Files
Snowwpanda 60860ebbab Cleanup and adjustment to depreciated features
Added Manifest for publishing
2025-11-09 23:30:51 +01:00

9.6 KiB

Technical Documentation

Architecture Overview

lib-ro-crate-schema is a Python library that bridges Pydantic models with RO-Crate metadata standards. It provides a decorator-based approach to create semantically annotated research objects.

Package Structure

lib_ro_crate_schema/
├── crate/
│   ├── decorators.py         # Schema decorators for Pydantic models
│   ├── schema_facade.py      # Main API for crate management
│   ├── schema_registry.py    # Global registry for type templates
│   ├── type.py               # Type definition and management
│   ├── type_property.py      # Property type definitions
│   ├── property_type.py      # Property metadata
│   ├── metadata_entry.py     # Metadata entry handling
│   ├── jsonld_utils.py       # JSON-LD conversion utilities
│   ├── rdf.py                # RDF graph generation
│   ├── restriction.py        # OWL restriction handling
│   ├── forward_ref_resolver.py  # Forward reference resolution
│   └── literal_type.py       # Literal type handling
└── check.py                  # Validation utilities

Core Components

1. Decorators (decorators.py)

Purpose: Provide a clean decorator-based API for annotating Pydantic models with ontology information.

Key Functions:

  • @ro_crate_schema(ontology: str): Class decorator that registers a Pydantic model as an RO-Crate schema type
  • Field(json_schema_extra: dict, ...): Pydantic Field with RO-Crate metadata in json_schema_extra

Flow:

  1. Decorator captures class definition
  2. Extracts field annotations and ontology mappings from json_schema_extra
  3. Creates TypeTemplate and registers in SchemaRegistry
  4. Returns original class unchanged

Example (Pydantic 2.x compatible):

@ro_crate_schema(ontology="https://schema.org/Person")
class Person(BaseModel):
    name: str = Field(json_schema_extra={"ontology": "https://schema.org/name"})
    email: str = Field(json_schema_extra={"ontology": "https://schema.org/email"})

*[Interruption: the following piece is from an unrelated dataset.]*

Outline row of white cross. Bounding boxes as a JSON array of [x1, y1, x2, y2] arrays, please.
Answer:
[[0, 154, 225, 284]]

2. Schema Registry (schema_registry.py)

Purpose: Global singleton that maintains a registry of all decorated types and their ontological mappings.

Key Classes:

  • SchemaRegistry: Singleton registry pattern
  • TypeTemplate: Template containing type information and property mappings

Key Methods:

  • register_type(model, ontology): Register a new type template
  • get_type_template(model_name): Retrieve registered type
  • get_all_type_templates(): Get all registered types

Flow:

Decorator → TypeTemplate Creation → Registry Storage → Facade Retrieval

3. Schema Facade (schema_facade.py)

Purpose: Main API for creating and managing RO-Crates. Provides high-level operations for schema and metadata management.

Key Classes:

  • SchemaFacade: Primary interface for RO-Crate operations

Key Methods:

  • add_all_registered_models(): Add all decorator-registered models to schema
  • add_model_instance(instance, id): Add a Pydantic instance as metadata
  • to_graph(): Convert schema + metadata to RDF graph
  • from_ro_crate(path): Import existing RO-Crate
  • export(path): Export to directory (deprecated, use jsonld_utils)

Internal State:

  • types: List of Type objects (schema definitions)
  • type_properties: List of TypeProperty objects (property definitions)
  • metadata_entries: List of MetadataEntry objects (actual data)

Flow:

SchemaFacade.add_all_registered_models()
    ↓
Retrieve from SchemaRegistry
    ↓
Convert TypeTemplate → Type + TypeProperty
    ↓
SchemaFacade.add_model_instance(person)
    ↓
Convert Pydantic instance → MetadataEntry
    ↓
SchemaFacade.to_graph()
    ↓
Generate RDF triples

4. Type System (type.py, type_property.py, property_type.py)

Type (type.py):

  • Represents an RDFS Class (e.g., schema:Person)
  • Contains type properties and restrictions
  • Generates RDF class definitions

TypeProperty (type_property.py):

  • Represents an RDF Property definition
  • Links a property to its domain (type) and range (value type)
  • Handles cardinality restrictions (min/max)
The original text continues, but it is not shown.